After his father's death, Avni published an opinion piece in The New York Times in November 2015 that raised public debate on the issue of social media incitement. Due to the increased amount of activities related to the subject, Avni established a movement against incitement on social media titled “Stop Incitement”, and initiated “Lakin’s Law” at the same year. The law proposes regulation of Facebook in Israel in cases of posts that encourage incitement. Avni gave two speeches at the United Nations and interviewed on CNN about it as well as met with the US Vice President Joe Biden and Secretary-General of the United Nations Ban Ki-moon.

In March, 2016, Avni spoke for the first time before the United Nations Human Rights Council in Geneva, urging them and United Nations Secretary General Ban Ki-moon to condemn the murder of a civilian on a bus in Israel as an act of terrorism, calling the failure of the United Nations and the Secretary-General to do so an act of "hypocrisy."

“Killing civilians on a bus is terror. I challenge you to specifically condemn the murder of my father, Richard Lakin”, Avni stated when appearing before the UN and Secretary General Ban Ki-Moon, who visited following the murder in Armon Hanatziv. His second appearance occurred on 09.12.2016 when a closed discussion was held on the cessation of incitement that encourages terrorist activity. Avni said: “extreme terrorist organizations use social networks to incite and encourage young people around the world to join them”, calling the phenomenon, “open source jihad.” He said social media networks incited Baha ‘Alian, his father’s murderer, who was later described as a shahid on Facebook. Avni called on the UN “to condemn the Chairman of the Palestinian Authority and the Palestinian Authority for creating a culture of hatred and an ecosystem of incitement to terror, and demand that the Chairman of the Palestinian Authority and the Palestinian Authority stop poisoning the minds of innocent Palestinian children against peace.”
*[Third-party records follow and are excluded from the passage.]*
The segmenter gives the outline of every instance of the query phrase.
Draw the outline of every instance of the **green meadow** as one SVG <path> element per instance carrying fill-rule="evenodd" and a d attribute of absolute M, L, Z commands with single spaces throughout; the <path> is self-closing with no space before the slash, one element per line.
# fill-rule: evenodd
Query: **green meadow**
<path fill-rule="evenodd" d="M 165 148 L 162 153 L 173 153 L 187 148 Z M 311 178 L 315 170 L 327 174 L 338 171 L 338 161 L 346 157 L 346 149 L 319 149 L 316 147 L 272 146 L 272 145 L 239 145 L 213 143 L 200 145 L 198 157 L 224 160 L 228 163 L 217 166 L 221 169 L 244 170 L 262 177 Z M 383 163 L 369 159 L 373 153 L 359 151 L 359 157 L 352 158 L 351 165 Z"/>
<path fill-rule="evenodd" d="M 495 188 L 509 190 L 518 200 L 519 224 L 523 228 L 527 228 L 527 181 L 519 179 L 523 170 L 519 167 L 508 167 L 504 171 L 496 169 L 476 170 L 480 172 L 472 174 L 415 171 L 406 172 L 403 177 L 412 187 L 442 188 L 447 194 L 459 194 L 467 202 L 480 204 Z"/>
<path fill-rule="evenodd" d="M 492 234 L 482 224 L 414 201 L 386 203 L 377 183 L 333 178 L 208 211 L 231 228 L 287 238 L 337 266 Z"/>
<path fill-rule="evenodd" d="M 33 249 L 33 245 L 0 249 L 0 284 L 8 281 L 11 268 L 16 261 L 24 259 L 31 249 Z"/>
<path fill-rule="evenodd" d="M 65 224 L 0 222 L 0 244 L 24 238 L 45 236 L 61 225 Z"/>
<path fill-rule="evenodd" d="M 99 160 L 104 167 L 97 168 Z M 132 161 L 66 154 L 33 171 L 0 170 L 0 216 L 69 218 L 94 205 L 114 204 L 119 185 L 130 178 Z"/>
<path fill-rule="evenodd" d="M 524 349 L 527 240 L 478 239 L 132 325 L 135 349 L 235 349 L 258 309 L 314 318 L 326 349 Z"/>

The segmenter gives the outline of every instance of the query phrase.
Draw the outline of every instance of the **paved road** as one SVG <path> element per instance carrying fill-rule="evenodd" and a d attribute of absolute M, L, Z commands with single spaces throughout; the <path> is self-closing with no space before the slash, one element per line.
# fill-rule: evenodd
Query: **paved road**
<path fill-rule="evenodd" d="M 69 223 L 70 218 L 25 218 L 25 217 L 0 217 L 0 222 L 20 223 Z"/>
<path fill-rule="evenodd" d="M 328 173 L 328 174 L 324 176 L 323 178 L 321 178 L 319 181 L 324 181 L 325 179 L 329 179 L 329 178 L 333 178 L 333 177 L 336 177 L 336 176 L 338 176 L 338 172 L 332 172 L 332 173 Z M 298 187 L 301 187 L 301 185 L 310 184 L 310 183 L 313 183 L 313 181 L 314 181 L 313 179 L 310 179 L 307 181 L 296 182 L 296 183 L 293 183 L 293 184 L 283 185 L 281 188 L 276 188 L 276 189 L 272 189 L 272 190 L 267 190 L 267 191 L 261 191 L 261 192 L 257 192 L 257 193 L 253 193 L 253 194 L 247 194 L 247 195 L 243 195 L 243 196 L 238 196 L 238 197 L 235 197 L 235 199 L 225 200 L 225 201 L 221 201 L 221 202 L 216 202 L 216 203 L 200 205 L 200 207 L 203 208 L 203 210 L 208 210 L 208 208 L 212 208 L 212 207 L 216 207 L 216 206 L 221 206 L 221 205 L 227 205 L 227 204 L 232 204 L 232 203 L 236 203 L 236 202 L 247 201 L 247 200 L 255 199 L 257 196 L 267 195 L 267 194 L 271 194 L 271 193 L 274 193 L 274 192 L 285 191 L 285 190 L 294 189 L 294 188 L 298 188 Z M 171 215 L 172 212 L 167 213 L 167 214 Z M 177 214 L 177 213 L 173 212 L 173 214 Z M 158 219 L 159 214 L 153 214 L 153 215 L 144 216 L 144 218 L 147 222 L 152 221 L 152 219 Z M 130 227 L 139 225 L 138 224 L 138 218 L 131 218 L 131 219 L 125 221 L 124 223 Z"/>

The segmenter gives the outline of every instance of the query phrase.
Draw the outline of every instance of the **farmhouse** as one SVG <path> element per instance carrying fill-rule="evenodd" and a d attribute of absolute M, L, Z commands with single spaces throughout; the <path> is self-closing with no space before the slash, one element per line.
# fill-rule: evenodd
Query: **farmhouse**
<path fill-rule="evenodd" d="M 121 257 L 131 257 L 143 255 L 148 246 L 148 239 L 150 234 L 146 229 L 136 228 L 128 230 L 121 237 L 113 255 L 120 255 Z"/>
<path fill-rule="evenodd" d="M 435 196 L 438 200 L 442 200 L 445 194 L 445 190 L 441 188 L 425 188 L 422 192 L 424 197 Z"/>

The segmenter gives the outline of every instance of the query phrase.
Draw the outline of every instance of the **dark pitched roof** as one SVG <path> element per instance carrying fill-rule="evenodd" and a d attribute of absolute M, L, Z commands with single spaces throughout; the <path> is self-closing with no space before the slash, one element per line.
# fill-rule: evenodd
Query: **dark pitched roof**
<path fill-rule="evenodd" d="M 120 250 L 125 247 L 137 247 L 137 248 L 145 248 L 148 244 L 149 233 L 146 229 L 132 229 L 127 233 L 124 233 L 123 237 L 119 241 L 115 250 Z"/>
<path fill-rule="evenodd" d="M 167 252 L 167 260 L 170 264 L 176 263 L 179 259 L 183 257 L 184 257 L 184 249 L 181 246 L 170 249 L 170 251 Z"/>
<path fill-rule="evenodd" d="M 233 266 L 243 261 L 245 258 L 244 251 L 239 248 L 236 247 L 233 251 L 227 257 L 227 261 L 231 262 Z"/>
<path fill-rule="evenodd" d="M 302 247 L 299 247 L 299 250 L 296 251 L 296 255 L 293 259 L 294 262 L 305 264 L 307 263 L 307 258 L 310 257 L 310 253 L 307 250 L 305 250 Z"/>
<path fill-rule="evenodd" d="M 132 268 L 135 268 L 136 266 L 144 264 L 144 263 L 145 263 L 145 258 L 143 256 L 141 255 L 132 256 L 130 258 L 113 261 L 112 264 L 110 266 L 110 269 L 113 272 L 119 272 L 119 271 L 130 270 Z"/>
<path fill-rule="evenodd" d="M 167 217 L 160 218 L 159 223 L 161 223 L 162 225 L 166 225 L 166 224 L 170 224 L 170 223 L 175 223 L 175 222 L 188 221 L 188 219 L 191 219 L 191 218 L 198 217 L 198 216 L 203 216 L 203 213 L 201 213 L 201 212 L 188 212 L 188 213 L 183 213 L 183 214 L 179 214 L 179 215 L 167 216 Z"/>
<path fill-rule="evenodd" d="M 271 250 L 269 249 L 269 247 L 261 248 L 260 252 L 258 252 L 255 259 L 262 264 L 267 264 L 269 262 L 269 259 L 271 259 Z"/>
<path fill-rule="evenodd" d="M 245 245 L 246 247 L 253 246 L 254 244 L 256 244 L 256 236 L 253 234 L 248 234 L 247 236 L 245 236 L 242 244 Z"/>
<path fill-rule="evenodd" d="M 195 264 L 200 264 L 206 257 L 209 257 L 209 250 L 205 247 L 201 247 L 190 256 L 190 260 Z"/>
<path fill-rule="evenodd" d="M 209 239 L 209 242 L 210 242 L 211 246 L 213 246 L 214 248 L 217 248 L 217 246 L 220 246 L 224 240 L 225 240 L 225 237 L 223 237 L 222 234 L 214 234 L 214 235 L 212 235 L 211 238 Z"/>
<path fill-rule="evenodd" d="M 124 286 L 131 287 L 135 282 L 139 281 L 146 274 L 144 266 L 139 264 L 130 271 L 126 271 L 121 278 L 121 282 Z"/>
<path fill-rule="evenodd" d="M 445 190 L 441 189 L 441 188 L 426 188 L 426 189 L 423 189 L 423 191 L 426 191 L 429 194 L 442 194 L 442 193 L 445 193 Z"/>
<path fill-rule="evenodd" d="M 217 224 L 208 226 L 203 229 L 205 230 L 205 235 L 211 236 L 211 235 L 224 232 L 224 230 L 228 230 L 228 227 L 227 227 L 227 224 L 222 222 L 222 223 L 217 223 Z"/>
In the wake of his father's murder, Avni became a lead plaintiff in the 2015 Facebook lawsuit filed in a New York state court by 2,000 Israeli victims of Palestinian terror attack against Facebook, on the grounds that the social media company permitted the posting of "incitement to murder and the glorification of violence against innocent civilians." His father's murderer, Bahas Alian, had announced his planned attack in advance on Facebook.

In total, Avni filed two civil suits against Facebook. One of the suits totaled one billion dollars. At 2017 Avni was involved in efforts to expose the phenomenon of videos on YouTube that encourage terrorism and are funded by advertisements of international corporations. Following investigation and publication on the topic by the British Times, there has been a decrease in the number of videos on social media networks that encourage incitement, violence, and racism as well as the removal of Hamas and its leaders social media accounts.

In March 2018 Avni appeared again in front of the UN Human Rights Council where he said: “The Palestinian Authority actually has a pay-to-slay law. Palestinians systematically pay terrorists to murder Jews". Members of this council, what if I were to pay 300 million dollars to have all of your fathers butchered, would you report on that?”

As of January 2018, Avni also serves as the Chairman of Concert – Together for Israel (previously known as "Kela Shlomo"), a public-private partnership established to combat the delegitimization of the State of Israel and the BDS movement.